Петр Семенович забрал свой портфель и, хлопнув дверью, ушел. Никита остался один на один со своими мыслями.

Размышляя о словах Петра Семеновича, он пытался оценить их важность. Квартира, к которой он уже успел привыкнуть, была для него слишком большой, пустой и безжизненной, он словно привидение слонялся из комнаты в комнату не зная, где найти себе место. Он бы с радостью переехал в меньшую, но нельзя, несолидно. Статус! На своей дорогой машине он почти перестал ездить. Все больше ходил пешком, чтобы хоть чуть-чуть побыть среди людей и избавиться от чувства одиночества и отчужденности. Дамы. К ним у него изменилось отношение, потому что никто его не понимал и интерес к красивой «обертке» быстро пропадал. Ничего уже не радовало. Что бы он ни пробовал делать, пытаясь вырваться из цепких лап системных установок, непременно встречал отказ и сопротивление. Будто все вокруг сговорились против него!

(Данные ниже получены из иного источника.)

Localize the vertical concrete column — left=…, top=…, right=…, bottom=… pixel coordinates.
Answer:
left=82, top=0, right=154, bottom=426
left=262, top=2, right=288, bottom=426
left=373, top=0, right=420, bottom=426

Судьба его большой дружной родни сложилась печально. Бабушка умерла, и ее замечательный дом, когда-то шумный и теплый, теперь стоял пустой с заколоченными потухшими окнами. Мыслями он все чаще возвращался в детство, стараясь воскресить в памяти утраченные воспоминания о теплой душевной атмосфере, открытых добрых людях, которые просто жили и не гнались за богатством и славой.

– К черту весь этот бред!!! – психанул Никита, скидывая со стола книги по современному искусству, свои заметки и зарисовки. – Так больше жить нельзя! Нужно все это менять! – он вскочил и диким взглядом осмотрел квартиру. Из всех ценных вещей Никита выделил только картину, которую он купил на набережной. – Негусто!

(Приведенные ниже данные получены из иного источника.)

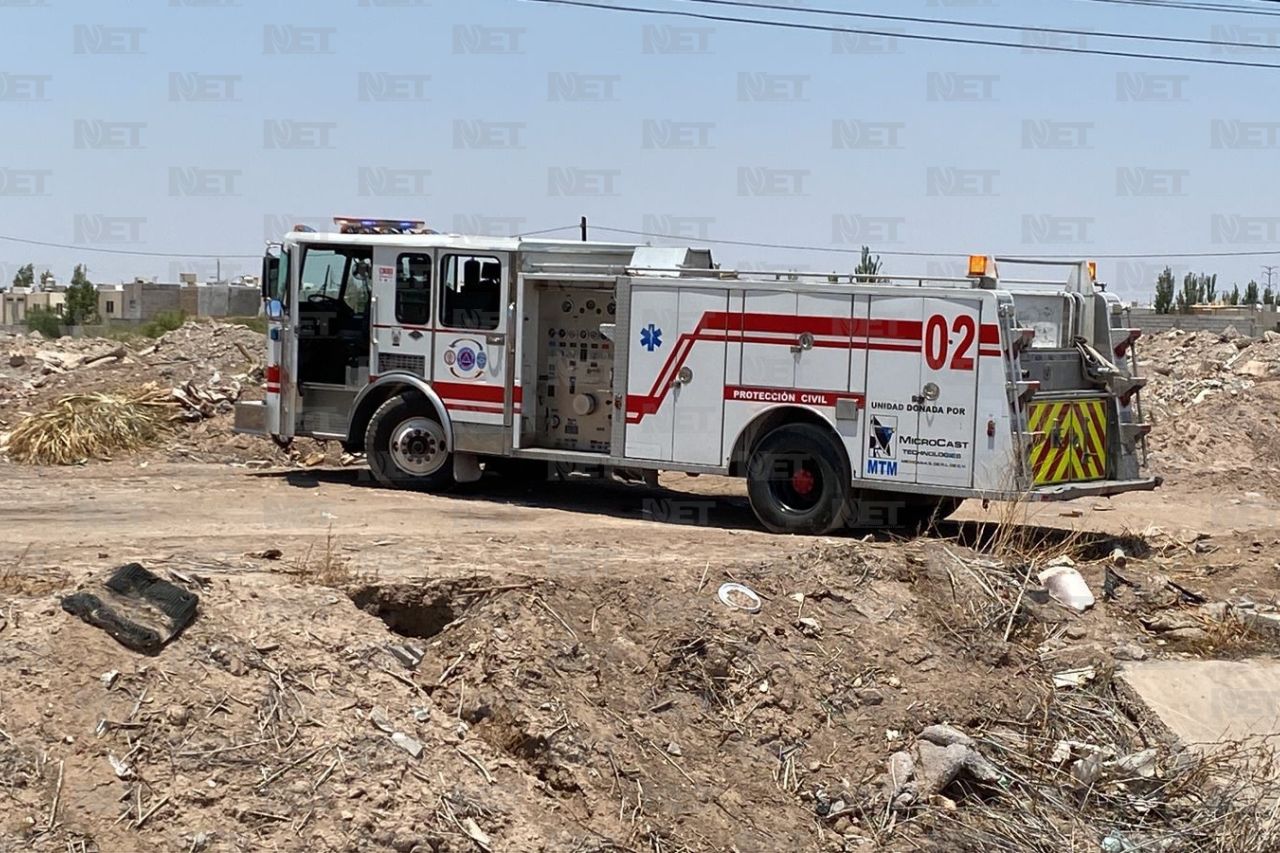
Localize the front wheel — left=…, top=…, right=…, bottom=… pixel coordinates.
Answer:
left=746, top=424, right=851, bottom=534
left=365, top=393, right=454, bottom=491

Взяв телефон со стола, Никита набрал номер Славки и нажал вызов:

– Алло!

– Привет, Славян! Что делаешь на выходных?

– Да ничего особенного, а есть предложения?

– Есть.

 
X
 

– Ты где?! Почему так шумно?! – встревоженно звучал в телефоне голос Петра Семеновича.

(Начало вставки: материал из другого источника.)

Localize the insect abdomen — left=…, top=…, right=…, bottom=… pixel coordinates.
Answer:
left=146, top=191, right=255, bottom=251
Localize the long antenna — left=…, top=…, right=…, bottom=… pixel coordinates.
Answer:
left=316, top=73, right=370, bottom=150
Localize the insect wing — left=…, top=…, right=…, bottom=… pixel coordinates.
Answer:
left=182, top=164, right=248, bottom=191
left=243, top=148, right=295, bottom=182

– Я на вокзале, – спокойным, размеренным голосом ответил Никита.

– На каком еще вокзале?! Я через пятнадцать минут буду возле твоего дома. Нужно обсудить концепт для новой выставки. Нельзя делать больших перерывов в работе…

– Я уезжаю. Встретиться не получится, извини.

Диспетчер по громкой связи объявила о прибытии пригородной электрички к перрону номер девять. Никита положил телефон в карман и, взяв в руки свой скромный багаж, улыбнулся Славке:

– Ну, что? Готов к путешествию «Назад в детство»?